Resumindo. As regras do foro especial em Portugal para a classe política são as seguintes:

  1. A instrução de inquéritos relacionados com titulares de órgãos de soberania obrigam a que:
  • A apreciação de escutas telefónicas fortuitas nas quais o presidente do STJ assume um papel equivalente ao do juiz de instrução criminal de primeira instância, como é o caso de Carlos Alexandre;
  • A abertura de um inquérito contra o Presidente da República, presidente da Assembleia da República ou primeiro-ministro terá de ser liderada por um procurador-geral adjunto colocado na secção criminal do STJ. Todo o inquérito decorrerá no Supremo, assim como a autorização judicial para a realização de diligências;
  • Exista fase de instrução de uma eventual acusação;
  • Exista fase de julgamento no caso de pronúncia;
  • Exista apreciação de recurso no caso de eventual condenação.

Os políticos, contudo, não são os únicos a ter foro especial. Também juízes e procuradores têm direito a ser investigados e julgados por colegas que estejam numa categoria acima da sua. Por exemplo, um juiz de direito (primeira instância) apenas pode ser investigado e julgado no Tribunal da Relação – sem prejuízo de eventuais recursos para o STJ.

Como é no Brasil?

A principal diferença prende-se com o facto dos membros do poder executivo (Presidente da República, ministros, secretários de Estado) e legislativo (deputados e senadores) terem direito a foro especial.

Todos são investigados e julgados pelas secções criminais do Supremo Tribunal Federal.

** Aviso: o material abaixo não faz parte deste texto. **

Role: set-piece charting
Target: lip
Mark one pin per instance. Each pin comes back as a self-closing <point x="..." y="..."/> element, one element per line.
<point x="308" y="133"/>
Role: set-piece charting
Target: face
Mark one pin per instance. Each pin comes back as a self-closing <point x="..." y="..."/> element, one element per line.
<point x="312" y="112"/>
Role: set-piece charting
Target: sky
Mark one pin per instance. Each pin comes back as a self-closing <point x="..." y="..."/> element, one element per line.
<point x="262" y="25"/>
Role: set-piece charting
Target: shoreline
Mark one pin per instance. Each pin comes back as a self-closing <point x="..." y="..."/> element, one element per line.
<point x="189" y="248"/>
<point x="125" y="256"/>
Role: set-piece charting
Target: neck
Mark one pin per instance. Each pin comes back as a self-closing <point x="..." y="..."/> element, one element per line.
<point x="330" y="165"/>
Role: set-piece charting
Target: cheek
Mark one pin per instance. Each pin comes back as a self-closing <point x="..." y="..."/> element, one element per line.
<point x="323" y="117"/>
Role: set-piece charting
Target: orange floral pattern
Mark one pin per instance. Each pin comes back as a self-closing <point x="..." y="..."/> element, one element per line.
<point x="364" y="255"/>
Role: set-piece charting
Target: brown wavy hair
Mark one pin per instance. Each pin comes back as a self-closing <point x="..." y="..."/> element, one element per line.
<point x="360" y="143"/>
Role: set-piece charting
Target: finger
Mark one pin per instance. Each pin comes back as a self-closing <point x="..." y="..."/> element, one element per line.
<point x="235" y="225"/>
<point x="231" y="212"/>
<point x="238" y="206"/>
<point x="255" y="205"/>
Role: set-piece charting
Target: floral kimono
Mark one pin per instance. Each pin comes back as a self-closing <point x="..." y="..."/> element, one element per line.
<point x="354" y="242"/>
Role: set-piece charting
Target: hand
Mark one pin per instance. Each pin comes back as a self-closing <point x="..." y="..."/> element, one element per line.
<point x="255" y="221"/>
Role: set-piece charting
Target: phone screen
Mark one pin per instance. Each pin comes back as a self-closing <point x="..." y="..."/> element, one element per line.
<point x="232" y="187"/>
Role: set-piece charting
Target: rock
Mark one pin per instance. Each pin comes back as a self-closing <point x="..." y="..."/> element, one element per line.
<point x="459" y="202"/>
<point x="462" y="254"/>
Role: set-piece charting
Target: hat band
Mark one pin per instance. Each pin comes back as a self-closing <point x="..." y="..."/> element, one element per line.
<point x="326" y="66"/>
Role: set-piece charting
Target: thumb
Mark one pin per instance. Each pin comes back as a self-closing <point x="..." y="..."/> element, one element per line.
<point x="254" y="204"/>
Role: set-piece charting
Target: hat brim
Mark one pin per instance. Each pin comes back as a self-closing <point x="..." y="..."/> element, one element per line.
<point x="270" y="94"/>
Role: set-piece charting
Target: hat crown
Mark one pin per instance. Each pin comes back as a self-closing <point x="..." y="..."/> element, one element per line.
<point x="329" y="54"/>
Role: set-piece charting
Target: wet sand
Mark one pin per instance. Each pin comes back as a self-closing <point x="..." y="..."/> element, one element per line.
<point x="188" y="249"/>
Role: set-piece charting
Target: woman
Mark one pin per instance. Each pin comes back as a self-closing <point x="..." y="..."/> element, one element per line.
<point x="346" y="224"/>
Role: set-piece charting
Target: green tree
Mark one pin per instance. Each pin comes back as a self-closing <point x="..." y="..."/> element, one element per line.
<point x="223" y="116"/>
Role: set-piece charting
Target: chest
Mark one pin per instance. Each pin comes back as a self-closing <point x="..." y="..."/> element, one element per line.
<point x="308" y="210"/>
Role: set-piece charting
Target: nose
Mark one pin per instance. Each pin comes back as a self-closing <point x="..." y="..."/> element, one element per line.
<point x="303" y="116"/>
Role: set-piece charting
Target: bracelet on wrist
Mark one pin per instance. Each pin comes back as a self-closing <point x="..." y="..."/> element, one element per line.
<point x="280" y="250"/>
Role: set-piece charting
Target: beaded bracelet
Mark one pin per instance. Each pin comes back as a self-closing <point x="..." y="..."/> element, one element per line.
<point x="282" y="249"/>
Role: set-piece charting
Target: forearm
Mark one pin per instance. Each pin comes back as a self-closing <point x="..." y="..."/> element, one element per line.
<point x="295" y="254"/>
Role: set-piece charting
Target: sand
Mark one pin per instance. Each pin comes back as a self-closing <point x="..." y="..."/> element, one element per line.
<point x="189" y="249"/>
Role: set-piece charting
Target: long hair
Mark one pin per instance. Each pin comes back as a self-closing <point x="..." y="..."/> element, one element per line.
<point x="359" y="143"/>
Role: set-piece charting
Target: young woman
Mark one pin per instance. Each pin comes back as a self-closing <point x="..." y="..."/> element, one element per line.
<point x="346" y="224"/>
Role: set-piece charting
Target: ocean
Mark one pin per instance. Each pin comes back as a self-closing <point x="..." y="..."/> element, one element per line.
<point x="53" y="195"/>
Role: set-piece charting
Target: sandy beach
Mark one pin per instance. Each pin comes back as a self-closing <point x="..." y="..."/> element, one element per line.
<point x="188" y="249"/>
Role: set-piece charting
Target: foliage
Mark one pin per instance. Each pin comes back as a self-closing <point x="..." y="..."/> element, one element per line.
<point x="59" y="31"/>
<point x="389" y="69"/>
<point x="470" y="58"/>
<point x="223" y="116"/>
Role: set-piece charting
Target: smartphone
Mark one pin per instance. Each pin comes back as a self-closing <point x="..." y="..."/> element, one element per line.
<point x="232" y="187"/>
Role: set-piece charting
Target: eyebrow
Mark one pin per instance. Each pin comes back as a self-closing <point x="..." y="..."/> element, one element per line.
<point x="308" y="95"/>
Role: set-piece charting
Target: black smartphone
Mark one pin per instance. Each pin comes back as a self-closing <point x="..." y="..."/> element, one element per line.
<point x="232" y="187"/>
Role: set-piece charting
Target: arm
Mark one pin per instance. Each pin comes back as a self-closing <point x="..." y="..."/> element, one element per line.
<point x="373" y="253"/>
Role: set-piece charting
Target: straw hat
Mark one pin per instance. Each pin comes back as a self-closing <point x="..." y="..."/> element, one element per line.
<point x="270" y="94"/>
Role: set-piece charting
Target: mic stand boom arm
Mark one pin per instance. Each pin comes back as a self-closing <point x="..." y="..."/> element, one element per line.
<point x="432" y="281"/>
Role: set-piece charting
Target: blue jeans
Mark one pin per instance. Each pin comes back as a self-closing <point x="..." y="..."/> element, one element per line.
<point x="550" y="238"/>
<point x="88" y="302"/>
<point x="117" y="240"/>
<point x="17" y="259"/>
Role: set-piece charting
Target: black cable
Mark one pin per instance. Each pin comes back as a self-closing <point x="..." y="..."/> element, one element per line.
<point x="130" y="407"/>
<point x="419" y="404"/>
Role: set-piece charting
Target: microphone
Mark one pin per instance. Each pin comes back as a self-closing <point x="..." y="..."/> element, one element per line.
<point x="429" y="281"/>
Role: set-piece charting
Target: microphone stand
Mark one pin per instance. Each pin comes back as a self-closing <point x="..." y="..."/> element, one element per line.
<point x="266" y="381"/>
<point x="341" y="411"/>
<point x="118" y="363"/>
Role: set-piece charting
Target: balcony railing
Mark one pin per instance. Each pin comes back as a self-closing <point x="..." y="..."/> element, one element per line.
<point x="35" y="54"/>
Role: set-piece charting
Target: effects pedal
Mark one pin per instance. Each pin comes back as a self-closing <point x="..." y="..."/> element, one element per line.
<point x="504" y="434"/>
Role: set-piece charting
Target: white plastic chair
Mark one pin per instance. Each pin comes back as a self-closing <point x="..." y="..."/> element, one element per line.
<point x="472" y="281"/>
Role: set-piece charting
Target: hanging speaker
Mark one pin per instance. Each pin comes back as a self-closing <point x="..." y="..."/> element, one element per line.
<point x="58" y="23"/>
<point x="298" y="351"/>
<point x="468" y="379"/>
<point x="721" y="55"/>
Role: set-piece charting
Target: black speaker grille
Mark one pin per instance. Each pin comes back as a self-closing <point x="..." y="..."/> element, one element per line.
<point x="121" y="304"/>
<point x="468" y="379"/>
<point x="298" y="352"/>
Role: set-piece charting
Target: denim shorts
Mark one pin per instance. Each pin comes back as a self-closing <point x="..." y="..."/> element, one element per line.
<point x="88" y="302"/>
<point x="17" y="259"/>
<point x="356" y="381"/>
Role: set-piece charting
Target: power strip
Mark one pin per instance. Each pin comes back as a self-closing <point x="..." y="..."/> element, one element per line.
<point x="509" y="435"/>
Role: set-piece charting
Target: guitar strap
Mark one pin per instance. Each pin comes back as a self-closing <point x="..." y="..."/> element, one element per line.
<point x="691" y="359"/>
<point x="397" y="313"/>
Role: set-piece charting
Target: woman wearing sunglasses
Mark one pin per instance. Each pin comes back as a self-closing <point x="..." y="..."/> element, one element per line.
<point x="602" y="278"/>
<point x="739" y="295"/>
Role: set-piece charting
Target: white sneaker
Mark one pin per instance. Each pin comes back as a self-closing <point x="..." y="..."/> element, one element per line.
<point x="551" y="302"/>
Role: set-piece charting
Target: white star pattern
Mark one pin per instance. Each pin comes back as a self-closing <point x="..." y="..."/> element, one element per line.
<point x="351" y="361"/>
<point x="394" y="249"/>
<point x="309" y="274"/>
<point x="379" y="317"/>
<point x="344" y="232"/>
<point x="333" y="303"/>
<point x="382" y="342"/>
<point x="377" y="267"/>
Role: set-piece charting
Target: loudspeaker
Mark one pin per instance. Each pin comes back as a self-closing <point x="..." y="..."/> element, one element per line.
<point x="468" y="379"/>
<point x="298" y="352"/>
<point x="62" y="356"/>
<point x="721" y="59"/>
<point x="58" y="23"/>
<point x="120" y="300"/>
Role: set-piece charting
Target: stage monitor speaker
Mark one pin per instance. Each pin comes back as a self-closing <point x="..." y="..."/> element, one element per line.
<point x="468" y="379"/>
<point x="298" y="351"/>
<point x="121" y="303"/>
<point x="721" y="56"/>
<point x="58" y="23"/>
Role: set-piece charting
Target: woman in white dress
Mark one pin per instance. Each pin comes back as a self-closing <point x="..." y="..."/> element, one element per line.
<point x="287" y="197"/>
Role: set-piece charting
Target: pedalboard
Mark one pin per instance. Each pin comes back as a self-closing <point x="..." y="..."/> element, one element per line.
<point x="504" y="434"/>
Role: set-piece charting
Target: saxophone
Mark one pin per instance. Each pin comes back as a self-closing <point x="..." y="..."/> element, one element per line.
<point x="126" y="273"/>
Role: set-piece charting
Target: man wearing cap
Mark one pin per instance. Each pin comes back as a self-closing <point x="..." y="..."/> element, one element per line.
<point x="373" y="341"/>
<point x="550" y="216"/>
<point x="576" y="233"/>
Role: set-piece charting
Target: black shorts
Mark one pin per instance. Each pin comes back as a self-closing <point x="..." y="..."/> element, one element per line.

Outra diferença prende-se com a validação das escutas telefónicas fortuitas – precisamente aquelas que estão a causar neste momento grande polémica pela revelação de escutas que envolvem Lula da Silva (o ex-presidente que foi o alvo da escuta) e Dilma Rousseff (ouvida de forma fortuita).

Membros do governo de Dilma, dirigentes do Partido dos Trabalhadores e diversos juristas têm defendido que as escutas que envolvem Dilma são ilegais por falta de competência do juiz Sérgio Moro para autorizar tais interceções.

O magistrado do Estado do Paraná, por seu lado, defende-se, garantido num comunicado que “não há qualquer irregularidade. A circunstância do diálogo ter por interlocutor autoridade com foro privilegiado não altera o quadro, pois o intercetado era o investigado e não a autoridade, sendo a comunicação intercetada fortuitamente”. Moro diz ainda que “nem mesmo o supremo mandatário da República tem um privilégio absoluto no resguardo de suas comunicações, aqui colhidas apenas fortuitamente”.

Em Portugal, caso o presidente do STJ não tivesse validado tais escutas, as mesmas seriam ilegais. Como aconteceu com as de Sócrates no Face Oculta.